The Chicago Bears spent an early 4th-round pick on Temple’s Evan Rodriguez, a tight end who they intended to convert to fullback. It would have been an early selection for any fullback, but especially for one with limited experience at the position.
But so far it’s worked out brilliantly. Pro Football Focus, which grades players at each position, currently has Rodriguez as the highest-rated fullback through two games.
It’s probably unrealistic to expect Rodriguez to keep up that pace, but it’s definitely encouraging to see him excel in this role early in the season.
Houston Texans 1st-round pick Whitney Mercilus was expected to be used as a pass-rush specialist this season, but he’s failed to carve out a niche for himself in the Texans defensive scheme so far.
Through two games Mercilus as been on the field for just 24 plays, 18 of them as a pass rusher. In those 18 plays, he’s recorded just one quarterback hurry and zero sacks according to Pro Football Focus.
It’s far too early to be concerned about Mercilus, but the Texans defense would definitely benefit from him emerging as a serious pass-rush threat at some point this season.

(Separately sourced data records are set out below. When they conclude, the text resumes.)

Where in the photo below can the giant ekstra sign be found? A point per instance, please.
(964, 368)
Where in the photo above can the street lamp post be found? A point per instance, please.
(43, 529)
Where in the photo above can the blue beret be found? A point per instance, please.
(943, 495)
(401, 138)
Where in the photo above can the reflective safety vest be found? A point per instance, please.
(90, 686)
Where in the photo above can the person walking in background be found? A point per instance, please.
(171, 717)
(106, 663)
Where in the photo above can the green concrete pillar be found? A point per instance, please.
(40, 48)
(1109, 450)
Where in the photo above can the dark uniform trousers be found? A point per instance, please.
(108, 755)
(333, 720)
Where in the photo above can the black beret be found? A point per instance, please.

The Indianapolis Colts drafted Coby Fleener, at least in part, due to his connection to Andrew Luck. And so far, the strategy has worked. Fleener has developed into Luck’s safety net – when all else fails, Luck checks down to Fleener.

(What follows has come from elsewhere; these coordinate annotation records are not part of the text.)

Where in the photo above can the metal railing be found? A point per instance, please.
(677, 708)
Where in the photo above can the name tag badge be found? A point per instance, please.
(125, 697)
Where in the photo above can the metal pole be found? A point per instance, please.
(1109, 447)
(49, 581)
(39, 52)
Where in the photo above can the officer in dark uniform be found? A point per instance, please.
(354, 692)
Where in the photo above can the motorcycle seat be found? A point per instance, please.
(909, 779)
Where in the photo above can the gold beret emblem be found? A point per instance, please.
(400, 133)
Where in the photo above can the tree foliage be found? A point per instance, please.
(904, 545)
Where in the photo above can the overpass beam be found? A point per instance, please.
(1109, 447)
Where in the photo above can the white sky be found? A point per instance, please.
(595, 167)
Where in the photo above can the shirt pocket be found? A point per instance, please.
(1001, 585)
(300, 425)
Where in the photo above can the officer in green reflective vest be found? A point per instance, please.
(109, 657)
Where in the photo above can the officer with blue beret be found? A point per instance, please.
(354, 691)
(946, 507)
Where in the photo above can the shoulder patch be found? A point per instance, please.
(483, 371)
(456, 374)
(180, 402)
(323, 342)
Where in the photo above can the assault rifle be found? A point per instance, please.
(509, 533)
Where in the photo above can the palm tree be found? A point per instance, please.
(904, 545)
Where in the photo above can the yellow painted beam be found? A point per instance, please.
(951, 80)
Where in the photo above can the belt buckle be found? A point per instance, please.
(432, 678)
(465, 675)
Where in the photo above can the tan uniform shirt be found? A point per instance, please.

According to Pro Football Focus, Luck has attempted 33 passes between 0 and 9 yards down the field. Of those 33, eight have been targeted at Fleener and seven were caught.
This is exactly what the Colts had in mind when drafting Fleener. He hasn’t been a serious threat in the passing game, but he’s done just enough to make sure Luck’s comfortable. Even if Fleener doesn’t develop into an elite tight end, he has already serving his purpose in Indy.

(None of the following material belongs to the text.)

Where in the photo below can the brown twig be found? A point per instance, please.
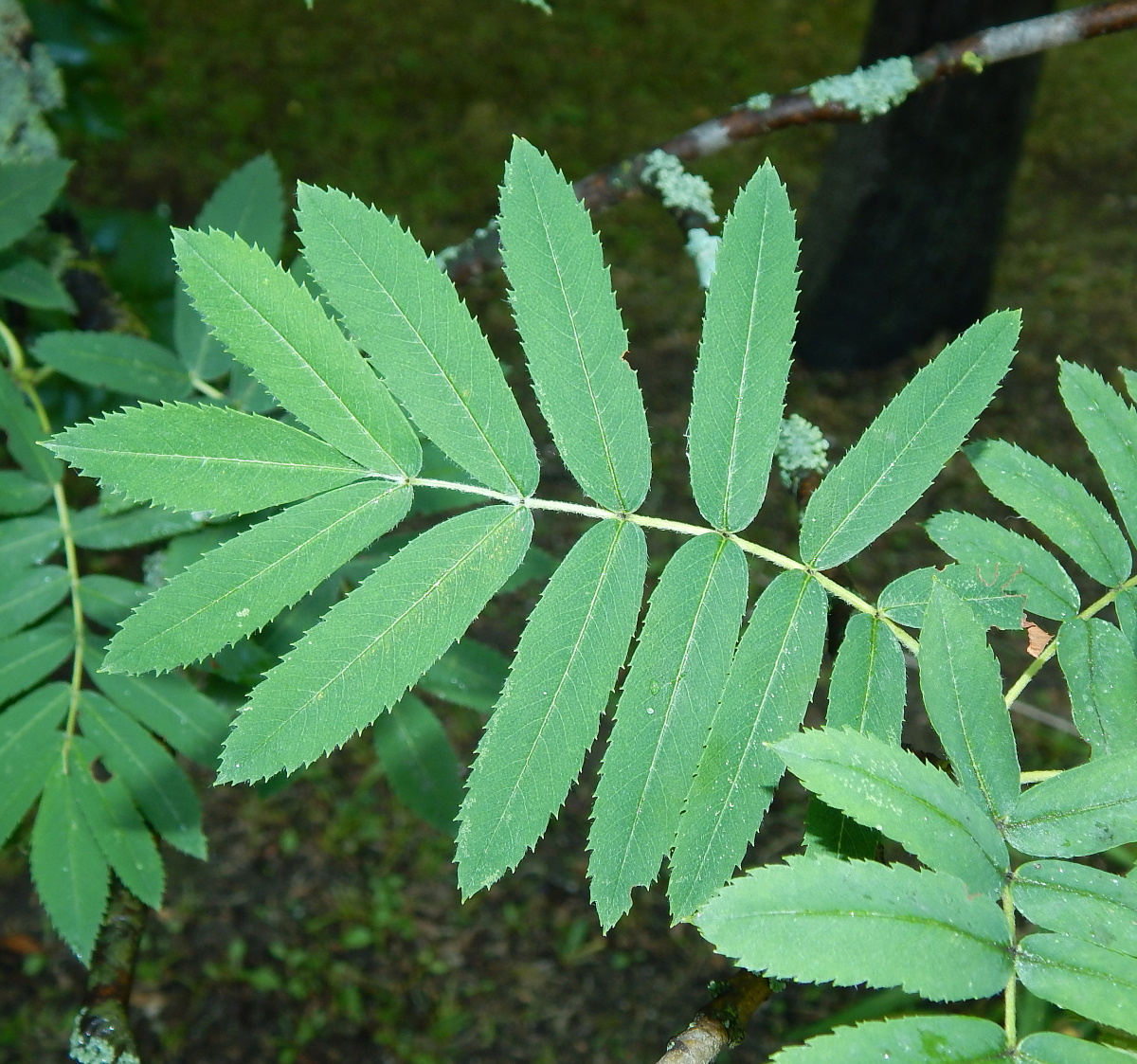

The Tennessee Titans presumably drafted Kendall Wright in the 1st round with the hope that he would add a new dimension to their offense.
However Wright is slightly undersized and didn’t play in a complex offense at Baylor. His route running skills definitely need some work, but one area where he could help immediately would be to stretch the field. Wright is likely the fastest receiver on the Titans roster, and was a serious deep threat during his days in college.
But through two games, Wright has been targeted beyond 10 yards just twice (both incompletions).
Instead the Titans have used Wright on quick routes, hoping to allow him to make plays after the catch. All seven of Wright’s catches have been less than 10 yards down the field and two have come behind the line of scrimmage.
Wright is definitely dangerous with the ball in his hands but it’s hard not to wonder if the Titans are limiting him by preventing him from stretching the field.
Tennessee Titans 3rd-round pick Mike Martin came off the bench on opening weekend and was fairly impressive in 35 snaps, recording one hit and two hurries according to Pro Football Focus. The Titans coaching staff must have been impressed, as Martin was inserted into a starting role for Week 2.
Martin replaced Karl Klug, who saw his playing time decrease considerably on Sunday against the Chargers. Martin responded by recording his first career sack.
Pro Football Focus tracks a statistic called Pressure Percentage, which is actually a weighted percentage based on number of sacks, hits and hurries. Among qualifying defensive tackles, Martin currently ranks second. In 35 pass rush snaps Martin has recorded seven pressures (1 sack, 2 hits, 4 hurries).